Dans la nuit du 2 aux 3 novembre, les locaux deCharlie Hebdo ont été incendiés, vraisemblablement par des islamistes qui n'appréciaient pas que le journal sorte un numéro caricaturant Mahomet et ironisant sur la charia, c'est-à-dire la loi islamique. D'autres fondamentalistes, catholiques cette fois, ont systématiquement tenté d'empêcher les représentations au Théâtre de la Ville à Paris, et maintenant en province, d'une pièce qu'ils jugent offensante envers leur dieu.
Au nom de ces dieux, différents quand ils ne sont pas opposés l'un à l'autre, que les hommes ont inventés, et des codes moraux d'un autre âge qui vont avec, des fanatiques s'arrogent le droit d'interdire par la violence la liberté d'expression et veulent faire prévaloir leurs doctrines. À les entendre, se moquer de leurs dieux ou de leurs prophètes serait un blasphème et, à ce titre, les auteurs de ces critiques devraient être au mieux muselés, pour ne pas dire crucifiés.
Ces actes ont été à juste titre unanimement condamnés, y compris par des autorités religieuses, mais il n'en reste pas moins qu'il existe un consensus autour de l'idée qu'on peut se moquer de tout sauf de la religion. Ce n'est pas dit aussi crûment, certes, c'est masqué derrière les discours proclamant la liberté de croyance.
Bien que la France ne soit plus « la fille aînée de l'Église », comme elle le fut pendant des siècles depuis le règne de Pépin le Bref, comme l'affirment certaines encyclopédies, la référence à la religion est omniprésente dans les institutions.
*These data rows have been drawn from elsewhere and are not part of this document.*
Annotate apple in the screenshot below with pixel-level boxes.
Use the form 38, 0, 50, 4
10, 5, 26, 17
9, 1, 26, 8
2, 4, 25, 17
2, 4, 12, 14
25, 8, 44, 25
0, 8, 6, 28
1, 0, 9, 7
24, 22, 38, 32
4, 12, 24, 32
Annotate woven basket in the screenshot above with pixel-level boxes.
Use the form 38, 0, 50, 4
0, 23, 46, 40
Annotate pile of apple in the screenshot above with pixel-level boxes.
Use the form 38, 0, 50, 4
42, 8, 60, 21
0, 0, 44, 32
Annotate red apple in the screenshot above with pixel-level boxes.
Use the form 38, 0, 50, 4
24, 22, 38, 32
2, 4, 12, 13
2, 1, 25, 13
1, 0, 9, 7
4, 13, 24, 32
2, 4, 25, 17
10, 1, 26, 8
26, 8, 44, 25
Le ministre de l'Intérieur est aussi ministre des Cultes. On voit régulièrement des dirigeants politiques, et le président de la République, assister à une messe à Notre-Dame de Paris, Sarkozy a été nommé chanoine honoraire du Latran par Benoît XVI. Chaque dimanche, la messe est diffusée sur une chaîne de télévision publique. Et les manuels scolaires, qui étudient l'histoire des religions, glissent sur l'évolution des idées qui ont amené des penseurs à lutter contre l'ignorance et l'obscurantisme, et qui rejetaient l'existence d'un dieu qui tirerait les ficelles et forgerait le destin de l'humanité. Par contre, la place faite aux athées, aux libres-penseurs qui combattent ce que Marx appelait « l'opium du peuple », est pour ainsi dire inexistante.
Les auteurs de ces atteintes à la liberté d'expression ne sont qu'une poignée d'illuminés fanatiques. Mais leur violence trouve un fond dans la propagation des idées réactionnaires, et plus particulièrement celles qui reposent sur la religion.
On peut être totalement pour la liberté de conscience, et nous le sommes sans réserve, sans se prosterner devant ce caractère prétendument sacré de la religion, ou même du sentiment religieux.